2.Ortaklıktan ayrılanlara verilen ibraname adı altındaki belgeyi düzenleme konusunda kooperatifin genel kurullarında yönetime bu konuda bir yetki verilmediği, yönetimce bir kısım ortaklarla imzalanan "İbraname" başlıklı belgeler ve bu belgeler içeriği doğrultusunda sonradan icra edilen işlemlerin icazet anlamında genel kurulca tasvip gördüğü yolunda karar alınmadığı anlaşılmaktadır.
3. Bu dosyada ve emsal dosyalarda davacı kooperatifin tüm kayıt, defter, belge ve dayanakları üzerinde uzman bilirkişilerce inceleme yaptırılarak 16.10.2004 tarihli genel kurul toplantısında alınan karara konu borcun kaynağının belirlenmesi ve ibranamenin davalı ortağın kooperatif borcundan dolayı ödemesi gereken payını hakkaniyet ve eşitlik ilkesine göre yansıtıp yansıtmadığı hususunun tespiti için kararın bozulmasına karar verilmiştir.
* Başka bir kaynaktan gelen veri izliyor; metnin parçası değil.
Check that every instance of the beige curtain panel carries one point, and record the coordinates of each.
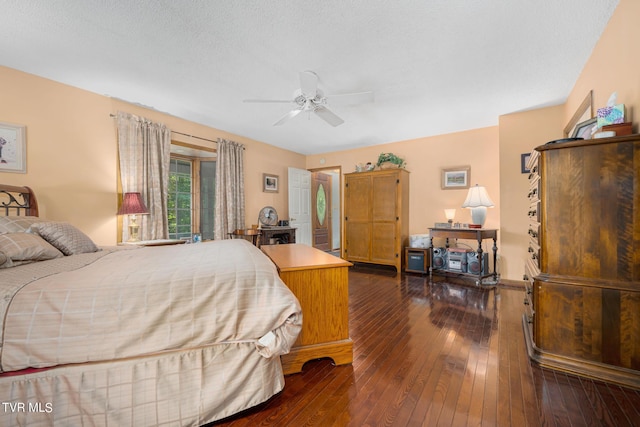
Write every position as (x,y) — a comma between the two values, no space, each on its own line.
(144,155)
(229,211)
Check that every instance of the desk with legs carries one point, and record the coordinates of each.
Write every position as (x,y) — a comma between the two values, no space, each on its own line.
(478,234)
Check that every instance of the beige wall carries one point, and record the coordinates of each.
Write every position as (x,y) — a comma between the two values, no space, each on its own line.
(520,133)
(614,65)
(425,157)
(72,152)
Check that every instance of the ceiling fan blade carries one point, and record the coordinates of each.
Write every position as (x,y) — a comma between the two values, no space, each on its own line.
(267,100)
(291,114)
(328,116)
(351,98)
(309,83)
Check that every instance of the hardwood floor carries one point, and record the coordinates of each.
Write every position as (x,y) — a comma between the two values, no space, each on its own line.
(440,354)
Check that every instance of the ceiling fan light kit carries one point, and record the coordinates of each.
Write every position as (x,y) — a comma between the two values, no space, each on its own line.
(313,100)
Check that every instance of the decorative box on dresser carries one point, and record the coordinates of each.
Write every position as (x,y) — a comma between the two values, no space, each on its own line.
(584,314)
(376,206)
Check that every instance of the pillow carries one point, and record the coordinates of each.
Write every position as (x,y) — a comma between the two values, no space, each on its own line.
(65,237)
(23,248)
(17,224)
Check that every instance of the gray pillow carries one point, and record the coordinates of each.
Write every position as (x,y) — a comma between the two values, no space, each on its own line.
(17,224)
(65,237)
(23,248)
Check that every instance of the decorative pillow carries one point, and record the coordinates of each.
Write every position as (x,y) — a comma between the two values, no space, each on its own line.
(65,237)
(17,224)
(23,248)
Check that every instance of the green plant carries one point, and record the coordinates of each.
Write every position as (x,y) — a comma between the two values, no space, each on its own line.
(390,157)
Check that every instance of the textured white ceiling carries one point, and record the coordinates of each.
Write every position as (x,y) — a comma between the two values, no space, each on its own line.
(436,66)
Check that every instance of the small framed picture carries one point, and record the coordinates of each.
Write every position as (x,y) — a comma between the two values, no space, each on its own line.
(456,178)
(524,159)
(13,149)
(269,183)
(583,129)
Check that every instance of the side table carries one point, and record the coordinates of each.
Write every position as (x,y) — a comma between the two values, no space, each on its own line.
(478,234)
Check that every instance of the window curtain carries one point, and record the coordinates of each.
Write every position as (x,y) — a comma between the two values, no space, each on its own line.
(229,212)
(144,154)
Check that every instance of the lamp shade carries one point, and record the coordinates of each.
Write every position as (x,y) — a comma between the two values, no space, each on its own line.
(132,204)
(477,197)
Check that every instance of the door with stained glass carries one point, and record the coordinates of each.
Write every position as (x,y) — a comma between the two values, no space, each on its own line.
(321,207)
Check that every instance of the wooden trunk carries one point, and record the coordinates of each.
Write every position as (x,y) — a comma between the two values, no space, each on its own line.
(376,216)
(586,298)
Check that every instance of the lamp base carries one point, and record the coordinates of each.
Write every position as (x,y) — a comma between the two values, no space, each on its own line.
(133,230)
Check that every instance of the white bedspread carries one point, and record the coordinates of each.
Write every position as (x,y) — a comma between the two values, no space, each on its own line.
(129,303)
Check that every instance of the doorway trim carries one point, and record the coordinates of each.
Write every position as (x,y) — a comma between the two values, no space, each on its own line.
(337,169)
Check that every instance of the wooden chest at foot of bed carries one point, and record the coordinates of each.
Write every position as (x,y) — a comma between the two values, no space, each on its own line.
(320,281)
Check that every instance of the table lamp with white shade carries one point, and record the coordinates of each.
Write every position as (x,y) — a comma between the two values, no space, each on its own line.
(478,201)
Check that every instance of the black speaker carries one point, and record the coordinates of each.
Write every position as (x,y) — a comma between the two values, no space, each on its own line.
(474,266)
(440,258)
(415,261)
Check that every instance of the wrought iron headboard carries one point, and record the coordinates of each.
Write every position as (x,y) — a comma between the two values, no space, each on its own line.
(17,201)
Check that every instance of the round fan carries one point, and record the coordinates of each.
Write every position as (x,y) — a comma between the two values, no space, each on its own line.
(311,99)
(268,216)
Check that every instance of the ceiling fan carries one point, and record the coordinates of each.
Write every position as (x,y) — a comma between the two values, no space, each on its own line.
(311,99)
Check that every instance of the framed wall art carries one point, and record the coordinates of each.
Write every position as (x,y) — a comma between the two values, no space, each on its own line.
(584,112)
(456,178)
(269,183)
(583,129)
(13,149)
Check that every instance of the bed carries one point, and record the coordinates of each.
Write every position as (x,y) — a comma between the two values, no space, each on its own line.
(133,336)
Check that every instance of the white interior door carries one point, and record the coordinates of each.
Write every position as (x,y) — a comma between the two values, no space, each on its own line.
(300,204)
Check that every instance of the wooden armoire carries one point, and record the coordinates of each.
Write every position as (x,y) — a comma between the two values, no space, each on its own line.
(583,297)
(376,216)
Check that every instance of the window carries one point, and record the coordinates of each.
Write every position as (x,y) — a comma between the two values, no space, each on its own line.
(191,197)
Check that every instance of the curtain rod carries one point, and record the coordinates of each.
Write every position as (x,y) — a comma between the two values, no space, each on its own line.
(184,134)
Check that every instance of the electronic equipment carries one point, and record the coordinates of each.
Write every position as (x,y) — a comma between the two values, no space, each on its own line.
(268,217)
(440,257)
(417,260)
(457,259)
(475,266)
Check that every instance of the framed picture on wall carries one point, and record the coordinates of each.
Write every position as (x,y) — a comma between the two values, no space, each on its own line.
(13,149)
(269,183)
(456,178)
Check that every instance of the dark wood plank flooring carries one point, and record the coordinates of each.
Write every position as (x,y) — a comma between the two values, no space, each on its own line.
(438,354)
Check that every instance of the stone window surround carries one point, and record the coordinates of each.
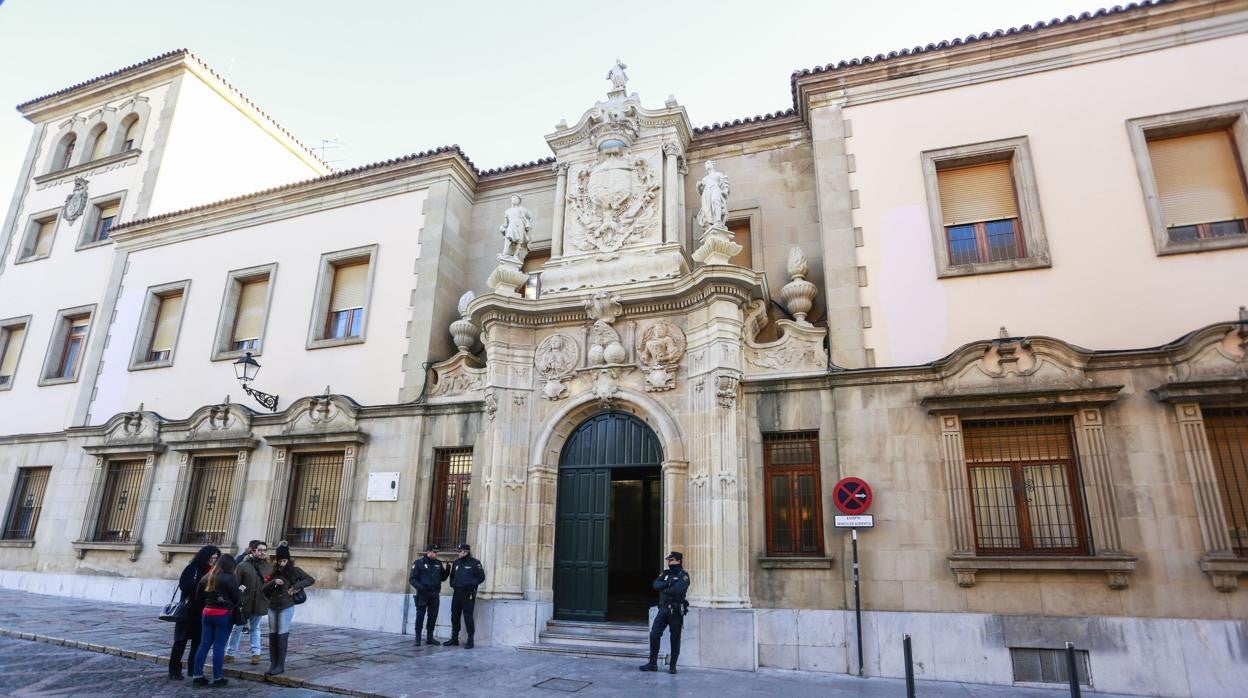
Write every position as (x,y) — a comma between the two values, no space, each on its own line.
(186,455)
(146,330)
(56,345)
(235,280)
(26,250)
(91,215)
(104,455)
(1017,152)
(286,446)
(1085,407)
(1179,124)
(1187,398)
(24,321)
(325,289)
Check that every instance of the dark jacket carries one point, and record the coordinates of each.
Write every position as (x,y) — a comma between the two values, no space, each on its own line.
(224,594)
(427,575)
(672,584)
(252,573)
(280,594)
(467,573)
(189,583)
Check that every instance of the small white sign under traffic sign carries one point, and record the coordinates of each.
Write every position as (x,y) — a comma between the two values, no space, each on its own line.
(855,521)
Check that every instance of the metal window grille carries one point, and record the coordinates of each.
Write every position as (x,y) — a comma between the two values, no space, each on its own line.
(1227,431)
(312,518)
(1025,486)
(116,522)
(28,501)
(209,500)
(1048,666)
(795,517)
(451,493)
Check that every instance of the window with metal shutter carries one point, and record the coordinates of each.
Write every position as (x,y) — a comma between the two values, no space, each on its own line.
(348,286)
(1198,179)
(976,194)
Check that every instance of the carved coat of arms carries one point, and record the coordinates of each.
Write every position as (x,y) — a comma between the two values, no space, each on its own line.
(615,201)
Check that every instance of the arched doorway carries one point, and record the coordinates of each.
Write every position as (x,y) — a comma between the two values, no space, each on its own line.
(608,520)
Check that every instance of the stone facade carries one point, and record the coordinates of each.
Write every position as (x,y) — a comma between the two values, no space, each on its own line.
(833,322)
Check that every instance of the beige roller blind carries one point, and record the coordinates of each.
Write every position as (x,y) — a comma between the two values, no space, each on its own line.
(251,310)
(1198,179)
(44,236)
(976,194)
(166,322)
(348,286)
(11,346)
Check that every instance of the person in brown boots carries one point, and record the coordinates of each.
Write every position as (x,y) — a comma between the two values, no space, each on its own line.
(285,591)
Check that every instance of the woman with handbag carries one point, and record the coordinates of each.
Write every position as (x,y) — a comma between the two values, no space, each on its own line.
(220,594)
(285,591)
(186,627)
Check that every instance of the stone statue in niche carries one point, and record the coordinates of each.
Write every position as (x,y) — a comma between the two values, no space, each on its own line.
(714,190)
(517,224)
(617,75)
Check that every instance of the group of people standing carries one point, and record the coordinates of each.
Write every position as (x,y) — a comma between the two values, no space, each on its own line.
(214,586)
(466,575)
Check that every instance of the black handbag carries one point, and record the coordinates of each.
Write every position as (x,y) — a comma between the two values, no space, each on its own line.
(174,611)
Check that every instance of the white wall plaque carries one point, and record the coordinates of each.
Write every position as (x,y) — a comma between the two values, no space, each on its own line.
(383,487)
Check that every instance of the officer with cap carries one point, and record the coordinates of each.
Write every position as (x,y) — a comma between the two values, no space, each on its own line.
(427,576)
(672,584)
(466,576)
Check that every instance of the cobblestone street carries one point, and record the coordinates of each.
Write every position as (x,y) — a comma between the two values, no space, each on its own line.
(69,647)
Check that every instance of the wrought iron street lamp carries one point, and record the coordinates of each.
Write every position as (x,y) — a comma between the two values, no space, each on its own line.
(246,370)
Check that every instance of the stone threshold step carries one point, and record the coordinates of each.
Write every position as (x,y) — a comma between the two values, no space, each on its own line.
(589,651)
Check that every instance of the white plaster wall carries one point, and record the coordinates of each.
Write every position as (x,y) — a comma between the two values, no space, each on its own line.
(66,277)
(367,372)
(1107,289)
(215,150)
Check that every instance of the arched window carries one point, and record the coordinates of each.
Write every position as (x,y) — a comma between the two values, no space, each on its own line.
(65,152)
(100,145)
(131,137)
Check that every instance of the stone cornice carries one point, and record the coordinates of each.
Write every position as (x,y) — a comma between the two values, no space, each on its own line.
(1002,55)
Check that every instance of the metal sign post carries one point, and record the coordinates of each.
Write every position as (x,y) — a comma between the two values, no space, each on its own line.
(853,496)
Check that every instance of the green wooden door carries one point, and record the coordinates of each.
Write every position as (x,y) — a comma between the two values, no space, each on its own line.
(599,445)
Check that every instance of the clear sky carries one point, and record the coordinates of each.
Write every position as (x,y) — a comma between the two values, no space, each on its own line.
(388,76)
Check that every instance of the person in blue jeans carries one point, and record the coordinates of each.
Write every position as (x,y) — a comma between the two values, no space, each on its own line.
(219,593)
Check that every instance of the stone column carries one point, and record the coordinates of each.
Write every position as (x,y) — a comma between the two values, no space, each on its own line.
(560,195)
(670,186)
(1098,482)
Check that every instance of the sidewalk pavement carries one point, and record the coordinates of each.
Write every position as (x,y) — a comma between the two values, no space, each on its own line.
(371,663)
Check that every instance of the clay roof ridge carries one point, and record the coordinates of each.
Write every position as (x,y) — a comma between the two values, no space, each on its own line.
(755,119)
(970,39)
(424,154)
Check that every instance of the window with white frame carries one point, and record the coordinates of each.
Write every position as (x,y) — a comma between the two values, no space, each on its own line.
(342,297)
(985,209)
(160,325)
(1191,169)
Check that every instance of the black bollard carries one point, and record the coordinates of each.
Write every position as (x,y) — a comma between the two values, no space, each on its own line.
(910,666)
(1072,669)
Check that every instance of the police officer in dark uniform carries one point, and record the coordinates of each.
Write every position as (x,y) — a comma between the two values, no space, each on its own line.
(466,576)
(672,584)
(427,576)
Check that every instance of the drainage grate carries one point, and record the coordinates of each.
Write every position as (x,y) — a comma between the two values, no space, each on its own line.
(564,684)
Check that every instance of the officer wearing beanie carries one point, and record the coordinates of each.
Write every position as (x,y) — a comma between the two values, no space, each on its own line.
(427,576)
(466,576)
(672,584)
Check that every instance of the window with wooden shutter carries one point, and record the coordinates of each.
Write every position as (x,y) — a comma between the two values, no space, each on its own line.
(793,493)
(250,315)
(10,347)
(980,212)
(169,314)
(347,300)
(1199,185)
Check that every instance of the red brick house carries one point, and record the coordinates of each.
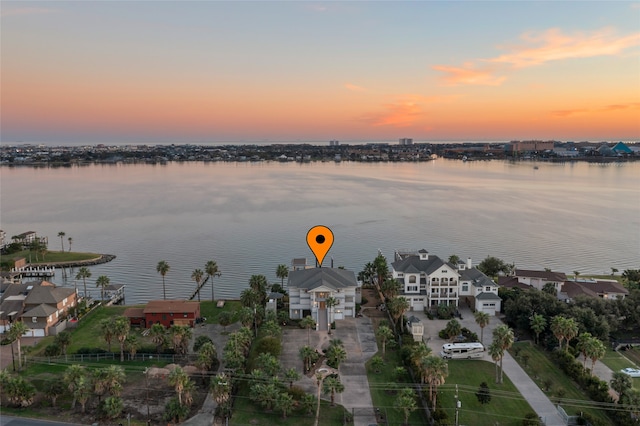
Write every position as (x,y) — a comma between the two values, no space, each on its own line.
(165,312)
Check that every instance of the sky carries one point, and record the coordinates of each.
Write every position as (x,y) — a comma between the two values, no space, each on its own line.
(215,71)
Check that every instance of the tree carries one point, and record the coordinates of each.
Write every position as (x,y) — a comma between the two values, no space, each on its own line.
(196,276)
(491,266)
(452,329)
(158,335)
(285,403)
(384,334)
(483,394)
(308,322)
(121,327)
(331,302)
(482,319)
(178,379)
(406,402)
(212,270)
(17,330)
(63,339)
(102,282)
(621,383)
(282,272)
(61,235)
(538,324)
(332,385)
(163,268)
(84,273)
(112,407)
(504,338)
4.Mahkemece bozmaya uyularak dosya bilirkişi heyetine tevdi edilmiş olup alınan ilk raporda kooperatifin defter ve belgeleri incelenmiş alacakların borçları fazlasıyla karşıladığı tespit edilmiştir. Rapora itirazlar üzerine alınan ikinci raporda davalının kooperatiften ayrıldığı tarihte bilanço ve kayıtlarda yer alan borç ile 16.10.2004 tarihinde yapılan genel kurulda kararlaştırılan ödentiye esas borcun aynı olduğu, toplam güncel borcunun 478.513,94 TL olduğu, 21 ortağın kişi başına düşen miktarın 22.786,33 TL olup ibralaşma itibariyle kararlaştırılan üye başına 25.500 TL ödentinin bile bu borcun tamamını karşıladığını tespit edilmiştir. Yani sonuç olarak her iki raporda ibranamenin ortaklıktan ayrılan üyenin kooperatif borcundan dolayı ödemesi gereken payını hakkaniyet ve eşitlik ilkesine göre yansıttığı bozmaya uygun olarak tespit edilmiştir.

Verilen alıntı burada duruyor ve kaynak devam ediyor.